Andrew Allen Harwood (October 9, 1802 - August 28, 1884) was an admiral in the United States Navy.

==Early life and education==
Harwood was born on October 9, 1802, in Settle Farm, Bucks County, Pennsylvania. He was the son of John Edmund Harwood and Elizabeth Franklin Bache. His maternal grandparents were Sarah Franklin Bache and Richard Bache. He was a great-grandson of Benjamin Franklin, one of the Founding Fathers of the United States, and Deborah Read. He had his early education in local schools.

==Naval career==
At the age of 16, Harwood was appointed a midshipman in the Navy in 1818. From 1819 until 1821 he served in the West Indies on the sloop-of-war USS Hornet in the suppression of the African slave trade. He served in the Mediterranean and at the Philadelphia Navy Yard before being promoted to lieutenant in 1827 when he was appointed to , which was the receiving ship at Philadelphia, Pennsylvania. He was detached as special messenger to bring home the ratified treaty with Naples, and from 1835 till 1837 served in the Mediterranean squadron. Two decades of further duty afloat and ashore, including a long assignment with the Bureau of Ordnance and Hydrography, were recognized with Commander's rank in 1848. During 1852–1855 he made a Mediterranean deployment on the frigate Cumberland.

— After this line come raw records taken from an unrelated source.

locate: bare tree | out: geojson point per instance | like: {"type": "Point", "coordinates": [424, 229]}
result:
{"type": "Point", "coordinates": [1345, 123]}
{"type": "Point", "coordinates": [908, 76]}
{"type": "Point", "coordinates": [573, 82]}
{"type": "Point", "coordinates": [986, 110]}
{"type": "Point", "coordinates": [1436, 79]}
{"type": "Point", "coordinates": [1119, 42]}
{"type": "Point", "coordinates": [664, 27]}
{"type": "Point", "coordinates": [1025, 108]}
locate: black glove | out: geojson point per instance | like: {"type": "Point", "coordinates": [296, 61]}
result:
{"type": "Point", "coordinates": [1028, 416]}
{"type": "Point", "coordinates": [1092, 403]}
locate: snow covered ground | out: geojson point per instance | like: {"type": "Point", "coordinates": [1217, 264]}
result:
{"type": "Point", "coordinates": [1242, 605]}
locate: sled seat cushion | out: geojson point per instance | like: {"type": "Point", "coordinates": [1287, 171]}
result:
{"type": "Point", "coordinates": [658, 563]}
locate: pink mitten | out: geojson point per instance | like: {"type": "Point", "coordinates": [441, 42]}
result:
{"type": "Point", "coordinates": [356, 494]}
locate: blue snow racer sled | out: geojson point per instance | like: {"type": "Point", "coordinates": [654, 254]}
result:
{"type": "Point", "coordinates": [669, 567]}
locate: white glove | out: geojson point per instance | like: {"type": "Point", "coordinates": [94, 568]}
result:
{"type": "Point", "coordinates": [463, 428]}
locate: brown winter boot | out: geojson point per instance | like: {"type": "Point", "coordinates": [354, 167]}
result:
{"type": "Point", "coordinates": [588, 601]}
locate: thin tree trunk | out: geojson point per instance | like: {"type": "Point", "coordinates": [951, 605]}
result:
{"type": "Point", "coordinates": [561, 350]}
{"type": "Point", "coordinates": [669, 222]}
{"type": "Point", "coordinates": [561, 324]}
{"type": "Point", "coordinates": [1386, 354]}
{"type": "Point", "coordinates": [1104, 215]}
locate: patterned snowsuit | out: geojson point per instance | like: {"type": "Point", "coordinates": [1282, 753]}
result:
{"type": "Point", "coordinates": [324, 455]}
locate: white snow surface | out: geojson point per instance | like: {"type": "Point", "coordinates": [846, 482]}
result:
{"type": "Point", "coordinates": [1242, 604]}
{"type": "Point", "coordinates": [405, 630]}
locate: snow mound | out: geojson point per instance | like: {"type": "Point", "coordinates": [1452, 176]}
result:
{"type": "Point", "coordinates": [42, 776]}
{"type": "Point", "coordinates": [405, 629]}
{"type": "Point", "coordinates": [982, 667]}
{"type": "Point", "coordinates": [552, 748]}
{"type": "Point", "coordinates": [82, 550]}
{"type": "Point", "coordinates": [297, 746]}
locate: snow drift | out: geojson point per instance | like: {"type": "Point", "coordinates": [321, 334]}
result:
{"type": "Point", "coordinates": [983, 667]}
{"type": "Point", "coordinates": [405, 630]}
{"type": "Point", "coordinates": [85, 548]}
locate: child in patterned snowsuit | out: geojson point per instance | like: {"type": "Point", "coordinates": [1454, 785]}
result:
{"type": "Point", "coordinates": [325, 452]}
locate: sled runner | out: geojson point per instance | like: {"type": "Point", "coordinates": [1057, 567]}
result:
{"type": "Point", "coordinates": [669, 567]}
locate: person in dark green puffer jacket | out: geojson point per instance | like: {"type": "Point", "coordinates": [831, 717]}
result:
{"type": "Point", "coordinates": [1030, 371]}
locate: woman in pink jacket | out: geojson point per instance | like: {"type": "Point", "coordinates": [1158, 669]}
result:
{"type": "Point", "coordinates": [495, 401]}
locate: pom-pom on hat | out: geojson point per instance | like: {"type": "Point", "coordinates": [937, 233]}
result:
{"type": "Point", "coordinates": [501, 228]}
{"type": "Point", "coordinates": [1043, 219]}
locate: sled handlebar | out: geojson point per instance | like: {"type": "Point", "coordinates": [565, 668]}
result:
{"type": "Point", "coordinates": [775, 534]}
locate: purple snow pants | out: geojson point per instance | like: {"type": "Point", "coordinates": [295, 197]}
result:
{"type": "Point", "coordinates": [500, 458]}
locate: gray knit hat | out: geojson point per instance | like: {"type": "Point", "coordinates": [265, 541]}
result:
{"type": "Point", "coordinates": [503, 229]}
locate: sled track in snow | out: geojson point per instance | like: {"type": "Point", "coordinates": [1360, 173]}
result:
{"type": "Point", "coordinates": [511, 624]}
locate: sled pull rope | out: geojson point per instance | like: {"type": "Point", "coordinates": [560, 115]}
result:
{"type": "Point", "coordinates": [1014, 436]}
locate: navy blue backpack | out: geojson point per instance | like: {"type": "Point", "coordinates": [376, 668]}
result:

After 1855 Captain Harwood served in shore posts, among them a tour as Chief of the Bureau of Ordnance and Hydrography in 1858–1862. Promoted to commodore in mid-1862, he was in charge of the Washington Navy Yard and the Potomac Flotilla until December 1863.

Commodore Harwood subsequently was appointed as a member of the Board of Examiners and Secretary of the Light House Board, remaining on the job in retired status from October 1864 onward. Beginning in 1869, when he was promoted to rear admiral on the Retired List, he held legal positions, concluding with a year as the Navy's Judge Advocate in 1870–1871.
During retirement he served as secretary of the light house board, and a member of the examining board from 1864 till 1869, when he was made rear admiral on the retired list. During the American Civil War he prepared a work on "Summary Courts-Martial," and published the "Law and Practice of United States Navy Courts-Martial" (1867).

==Relatives==

He was the nephew of Benjamin Franklin Bache and Richard Bache Jr. He is a cousin of Richard Wainwright and Richard Wainwright Jr., both naval officers as well, and Alexander Dallas Bache, Superintendent of the United States Coast Survey. In 1844, he married Margaret Bleeker Luce, the sister of Rear Admiral Stephen B. Luce.

==Death==
Rear Admiral Andrew A. Harwood died in Marion, Massachusetts, on August 28, 1884. He is buried in a family plot in Marion, Massachusetts.